Les frustrations engendrées par l’épidémie ont été d’autant plus vivement ressenties qu’elles se sont nourries d’autres colères, plus politiques celles-là. La restriction progressive de l’espace démocratique après les condamnations d’opposants comme Karim Wade, le fils de l’ancien président, ou de Khalifa Sall, l’ex-maire de Dakar ; l’impression que la justice agit comme le bras armé d’un pouvoir qui traque ses opposants jusqu’au dernier ; le flou volontairement entretenu par le président sur l’éventualité d’un troisième mandat dans un pays attaché au jeu démocratique… ont été des éléments déterminants.

« Sonko a été l’étincelle »

Les violences ont fait treize morts selon l’opposition, dix selon la présidence. Lors des émeutes – qui se sont arrêtées le 8 mars –, des dizaines de magasins ont été pillés. « Ousmane Sonko a été l’étincelle, mais il a été dépassé par l’ampleur des manifestations. Il faut reconnaître que ces émeutes étaient aussi des émeutes de la faim. Le secteur privé est sinistré. Le deuxième confinement a été le coup de grâce pour beaucoup de commerçants et on a vu aussi dans des quartiers plus nantis des fonctionnaires participer aux pillages des supermarchés », explique Alioune Tine, à la tête du centre de réflexion Afrikajom Center.

La catastrophe sanitaire annoncée il y a un an ne s’est pas produite. Dans son communiqué du 19 mars, le ministère de la santé et de l’action sociale recensait, sur les 37 541 cas déclarés depuis le début de la pandémie, 1 003 décès, dont huit ce dernier jour. Mais le désastre économique est en revanche patent, selon l’économiste Demba Moussa Dembélé.
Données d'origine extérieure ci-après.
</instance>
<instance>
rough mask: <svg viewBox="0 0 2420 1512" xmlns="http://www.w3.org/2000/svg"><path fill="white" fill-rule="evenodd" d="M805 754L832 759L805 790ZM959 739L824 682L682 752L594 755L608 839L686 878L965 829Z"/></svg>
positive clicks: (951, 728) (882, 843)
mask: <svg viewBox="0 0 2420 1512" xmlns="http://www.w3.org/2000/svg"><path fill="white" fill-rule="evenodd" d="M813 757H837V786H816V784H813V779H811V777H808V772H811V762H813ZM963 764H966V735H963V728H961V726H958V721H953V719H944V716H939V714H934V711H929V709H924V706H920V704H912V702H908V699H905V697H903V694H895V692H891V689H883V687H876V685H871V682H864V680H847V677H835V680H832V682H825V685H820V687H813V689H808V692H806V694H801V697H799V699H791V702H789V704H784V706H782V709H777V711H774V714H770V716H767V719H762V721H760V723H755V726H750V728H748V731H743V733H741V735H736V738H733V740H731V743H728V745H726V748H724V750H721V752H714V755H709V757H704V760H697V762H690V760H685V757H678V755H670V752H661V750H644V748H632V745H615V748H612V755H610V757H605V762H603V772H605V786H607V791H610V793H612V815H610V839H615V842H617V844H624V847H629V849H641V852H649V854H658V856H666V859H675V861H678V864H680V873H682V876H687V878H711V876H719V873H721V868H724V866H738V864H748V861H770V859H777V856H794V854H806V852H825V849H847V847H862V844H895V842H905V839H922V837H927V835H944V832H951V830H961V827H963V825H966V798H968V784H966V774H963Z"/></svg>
« Il y a un an, notre gouvernement a paniqué, a parlé comme en Europe de guerre, mais avec les interdictions de circuler entre régions, la fermeture des frontières et le couvre-feu, notre économie a été mis en congés, dit-il. Le président a fait adopter un plan de 1 000 milliards de francs CFA mais où 60 % des ressources devaient venir de l’extérieur. La diaspora, dont les versements représentent entre 10 et 12 % du PIB, fait aussi face à ses propres problèmes. Le monde rural, en dehors du secteur de l’arachide, a été sinistré, comme le tourisme. En septembre 2020, déjà 85 % des familles interrogées par l’Agence nationale de la statistique et de la démographie expliquaient que leurs conditions de vie s’étaient dégradées. Rien que pour le premier semestre 2020, on a recensé 2 millions de pauvres supplémentaires et 40 000 personnes ont perdu leur emploi. »

Le chômage des jeunes, en particulier, est une bombe à retardement, toujours prête à exploser dans les rues ou à se noyer en mer. Du côté des autorités, si on explique à juste titre que la pandémie de Covid-19 a créé « un ébranlement collectif », on considère également qu’en dépit d’un taux de croissance ramené de 6 à 1,5 %, « les performances du Sénégal sont à saluer ». « La mobilisation s’est faite sur le mal-être d’une jeunesse qui voit son avenir s’inscrire en pointillé et vit un quotidien sans relief », estime Seydou Gueye, le porte-parole du gouvernement, avec la volonté de sortir ce mouvement de colère du champ politique. C’est là qu’il est peut-être le plus explosif.